Sonntag, 4. Oktober 2009

Der dressierte Maulwurf

Eigentlich ist der Maulwurf ein nützliches Tier. Er frisst zwar hauptsächlich Regenwürmer aber auch Schnecken, Drahtwürmer und andere schädliche Insekten und deren Larven. Man sieht ihn sehr selten, denn sein Alltag spielt sich in seinen unterirdischen Gängen ab, die er beständig erweitert. Bis zu einer Tiefe von einem Meter und auf eine Fläche von bis zu zweitausend Quadratmetern kann sein Höhlensystem reichen. Bedroht ist der Maulwurf durch Hochwasser, lange anhaltendem Bodenfrost sowie seinen Feinden. Das könnten Rivalen der eigenen Art sein, verschiedene Vögel wie Eulen, Raben, Bussarde oder Störche, aber auch Säugetiere wie Füchse, Wildschweine oder Katzen – und Menschen. Letztere bekämpfen die Maulwürfe nicht, um sie zu verzehren. Sie gehen auch nicht gegen den Maulwurf vor, weil er Schäden anrichten würde.
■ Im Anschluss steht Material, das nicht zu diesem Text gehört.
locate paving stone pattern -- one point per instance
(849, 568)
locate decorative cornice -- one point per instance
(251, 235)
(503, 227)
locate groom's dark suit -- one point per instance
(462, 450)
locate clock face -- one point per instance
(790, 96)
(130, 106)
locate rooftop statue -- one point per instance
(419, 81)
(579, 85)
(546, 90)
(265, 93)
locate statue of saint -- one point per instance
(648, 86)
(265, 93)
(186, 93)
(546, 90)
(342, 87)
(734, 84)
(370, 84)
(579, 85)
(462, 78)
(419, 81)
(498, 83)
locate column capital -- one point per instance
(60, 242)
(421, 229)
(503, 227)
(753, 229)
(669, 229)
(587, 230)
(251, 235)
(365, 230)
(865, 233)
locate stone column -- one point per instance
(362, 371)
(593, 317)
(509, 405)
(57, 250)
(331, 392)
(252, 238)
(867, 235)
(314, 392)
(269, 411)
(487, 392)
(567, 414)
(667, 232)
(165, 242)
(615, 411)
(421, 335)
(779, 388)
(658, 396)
Nein, sie fühlen sich lediglich gestört von den Maulwürfshügeln im penibel gepflegten Englischen Rasen. Dabei hinterlässt der Maulwurf eine dermaßen tiefgründig umgegrabene Erde, die so fein und locker ist, dass sie kein Mensch trotz Spaten, Hacke, Fräse und Sieb genauso herzustellen vermag. Das Problem ist eben nur, dass das possierliche Tierchen meistens an der falschen Stelle gräbt. Leider versteht der Maulwurf unsere Sprache nicht, sonst könnte man ihm mitteilen, an welchen Stellen er die Erde lockern soll. Auch des Lesens ist er nicht mächtig, so dass es kaum zum Erfolg führen wird, wenn man ihm schriftliche Anweisungen auf einem Zettel in sein Gangsystem legt. Eigentlich kann nur eine knallharte Dressur Abhilfe schaffen. Im Gegensatz zur Erziehung beim Menschen wird Tieren durch Dressur beigebracht, auf Kommando bestimmte Handlungen auszuführen. Warum sollte das beim Maulwurf nicht auch möglich sein? Genauso wie ein Hund, der sich beim Kommando „Platz!“ sofort hinlegt, begänne dann der Maulwurf beim Kommando „Grabe hier!“ sofort den bezeichneten Bereich sorgfältig umzugraben. Dann hätte jeder, der seinen Maulwurf dressiert hat, ohne große Mühe lockere Erde in seinen Beeten und nicht ein einziger unansehlicher Erdhügel würde seinen Rasen verunstalten. Er würde seinen abgerichteten Maulwurf öffentlich vorführen, ihn gegen Entgelt auch auf die Beete anderer Leute kommandieren oder deren Maulwürfe gegen eine noch höhere Vergütung dressieren.

Kommentare:

lena hat gesagt…

Maulwurf ein nützliches Tier?Was?Ich weiß das nicht!Danke an den Autor für die ausführliche Infos!Sehr interessant ist diesen Artikel für mich! Grüße, Lena :)

merci hat gesagt…

Du hast Recht, die Erde die der Maulwurf hinterlässt ist vorzüglich. Aber wir haben nicht nur einen Maulwurf, wir haben sehr viele hier und in der Tat sieht unsere Wiese maulwurfmäßig aus. Die Tierchen sind wirklich sehr hübsch und ich versuche auch mit ihnen zu reden. Bis heute verstehen sie mich immer noch nicht. Was mache ich falsch?